Anyhow, the twins plus their stellar trio recorded these songs live in the studio straight to tape, trying to recreate a Sun Records type of vibe. Etzioni is at the helm throughout, writing four of the songs on display with the Everly Brothers clearly in his mind. The songs swing and vibrate with a classic fifties sound reminding one of Elvis Costello and T-Bone Burnett in their guise as The Coward Brothers, evident from the opening cover of Fulks’ Tears Only Run One Way which is nothing short of brilliant in its fulsome country lope with keening pedal steel and the twins singing as if conjoined. Obviously enjoying revisiting this age of rock’n’roll innocence, they tear through two songs which both have a heart of darkness to them as if they were playing a high school prom but then vintage rock’n’roll always had a bit of a death wish about it so their versions of Robbie Fulks’ She Took A Lot of Pills And Died and The Kinks Dave Davies’ Death Of A Clown fit right in here.

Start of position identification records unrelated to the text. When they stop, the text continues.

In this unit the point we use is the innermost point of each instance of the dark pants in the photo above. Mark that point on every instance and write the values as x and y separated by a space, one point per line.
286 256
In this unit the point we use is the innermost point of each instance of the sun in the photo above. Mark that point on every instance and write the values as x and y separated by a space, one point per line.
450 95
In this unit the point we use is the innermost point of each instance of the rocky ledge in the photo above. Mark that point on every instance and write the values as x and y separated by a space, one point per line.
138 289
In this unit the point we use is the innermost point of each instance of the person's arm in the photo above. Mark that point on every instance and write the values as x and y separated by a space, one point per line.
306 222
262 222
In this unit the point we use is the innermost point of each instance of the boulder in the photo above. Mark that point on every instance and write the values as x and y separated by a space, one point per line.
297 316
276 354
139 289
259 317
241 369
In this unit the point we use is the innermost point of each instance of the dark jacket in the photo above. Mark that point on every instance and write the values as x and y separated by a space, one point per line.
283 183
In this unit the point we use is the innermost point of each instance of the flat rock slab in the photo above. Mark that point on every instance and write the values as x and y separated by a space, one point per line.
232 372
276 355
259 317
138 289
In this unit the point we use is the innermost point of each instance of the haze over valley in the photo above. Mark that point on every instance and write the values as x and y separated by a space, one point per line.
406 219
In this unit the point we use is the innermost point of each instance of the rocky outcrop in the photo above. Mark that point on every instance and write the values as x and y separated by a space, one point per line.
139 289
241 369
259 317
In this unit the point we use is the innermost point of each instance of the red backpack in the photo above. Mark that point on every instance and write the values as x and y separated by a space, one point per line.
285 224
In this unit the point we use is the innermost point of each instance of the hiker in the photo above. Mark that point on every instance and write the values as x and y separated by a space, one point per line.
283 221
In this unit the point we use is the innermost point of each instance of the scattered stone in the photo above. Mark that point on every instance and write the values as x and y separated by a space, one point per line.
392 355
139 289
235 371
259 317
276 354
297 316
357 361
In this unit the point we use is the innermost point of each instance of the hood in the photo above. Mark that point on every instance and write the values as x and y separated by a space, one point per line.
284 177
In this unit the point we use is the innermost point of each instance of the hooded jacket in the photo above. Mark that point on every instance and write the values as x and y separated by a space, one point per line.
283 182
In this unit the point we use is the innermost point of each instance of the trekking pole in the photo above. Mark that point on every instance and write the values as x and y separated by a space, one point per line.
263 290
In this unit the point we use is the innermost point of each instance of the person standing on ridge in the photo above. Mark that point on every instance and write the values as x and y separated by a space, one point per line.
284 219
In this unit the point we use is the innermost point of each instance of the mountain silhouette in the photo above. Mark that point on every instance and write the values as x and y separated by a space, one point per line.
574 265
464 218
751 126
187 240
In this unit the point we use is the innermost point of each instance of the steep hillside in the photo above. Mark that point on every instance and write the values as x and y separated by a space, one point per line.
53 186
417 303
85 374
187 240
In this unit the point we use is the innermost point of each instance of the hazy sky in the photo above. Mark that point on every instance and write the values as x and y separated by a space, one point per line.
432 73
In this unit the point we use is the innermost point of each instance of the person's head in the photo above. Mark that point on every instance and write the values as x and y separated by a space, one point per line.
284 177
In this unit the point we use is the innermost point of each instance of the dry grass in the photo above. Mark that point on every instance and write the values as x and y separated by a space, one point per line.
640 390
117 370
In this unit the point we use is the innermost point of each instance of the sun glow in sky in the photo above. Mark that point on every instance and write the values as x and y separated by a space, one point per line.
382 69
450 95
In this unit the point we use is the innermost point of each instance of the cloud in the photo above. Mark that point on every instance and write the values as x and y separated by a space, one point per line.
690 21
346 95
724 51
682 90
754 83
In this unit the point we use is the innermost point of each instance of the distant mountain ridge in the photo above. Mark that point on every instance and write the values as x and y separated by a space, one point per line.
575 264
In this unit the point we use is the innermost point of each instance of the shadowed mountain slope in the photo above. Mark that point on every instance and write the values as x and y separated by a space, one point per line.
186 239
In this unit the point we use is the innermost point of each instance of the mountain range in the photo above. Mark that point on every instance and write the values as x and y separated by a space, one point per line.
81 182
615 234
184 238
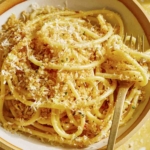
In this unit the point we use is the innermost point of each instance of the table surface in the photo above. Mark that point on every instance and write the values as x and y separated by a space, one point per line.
141 139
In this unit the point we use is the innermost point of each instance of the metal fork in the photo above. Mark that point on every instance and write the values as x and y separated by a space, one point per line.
135 43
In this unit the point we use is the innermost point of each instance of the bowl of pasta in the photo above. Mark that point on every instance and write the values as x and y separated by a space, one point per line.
61 62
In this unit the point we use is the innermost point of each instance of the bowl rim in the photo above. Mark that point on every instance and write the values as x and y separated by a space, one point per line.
135 7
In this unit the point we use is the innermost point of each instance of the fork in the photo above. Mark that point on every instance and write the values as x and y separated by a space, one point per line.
137 43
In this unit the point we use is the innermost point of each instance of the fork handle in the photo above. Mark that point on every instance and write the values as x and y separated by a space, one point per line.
116 117
7 4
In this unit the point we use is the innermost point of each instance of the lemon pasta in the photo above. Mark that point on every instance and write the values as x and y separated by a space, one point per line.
60 71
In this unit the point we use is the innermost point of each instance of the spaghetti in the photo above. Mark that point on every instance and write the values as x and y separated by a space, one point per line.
60 71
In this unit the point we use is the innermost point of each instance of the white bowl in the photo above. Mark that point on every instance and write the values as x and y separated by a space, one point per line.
17 141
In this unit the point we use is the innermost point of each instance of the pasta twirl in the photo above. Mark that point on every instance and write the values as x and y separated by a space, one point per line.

Etzioni excels on the title track which is the most Everly like song on the album although it twists its way through key and tempo changes in an oddly intriguing manner. You Can’t Hurt Me and Cryin’ And Lyin’ may be more straightforward but with Leisz’s pedal steel driving the songs they are so authentic they almost hurt. And speaking of hurt, Unanswered Prayers is the follow up to Love Hurts you’ve been waiting all these years for.
As befits an album steeped in a 1950’s vibe, the 10 songs here are delivered in a 22 minute blast but each minute counts and there’s no sense of being short changed. It’s a brilliant album and is highly recommended.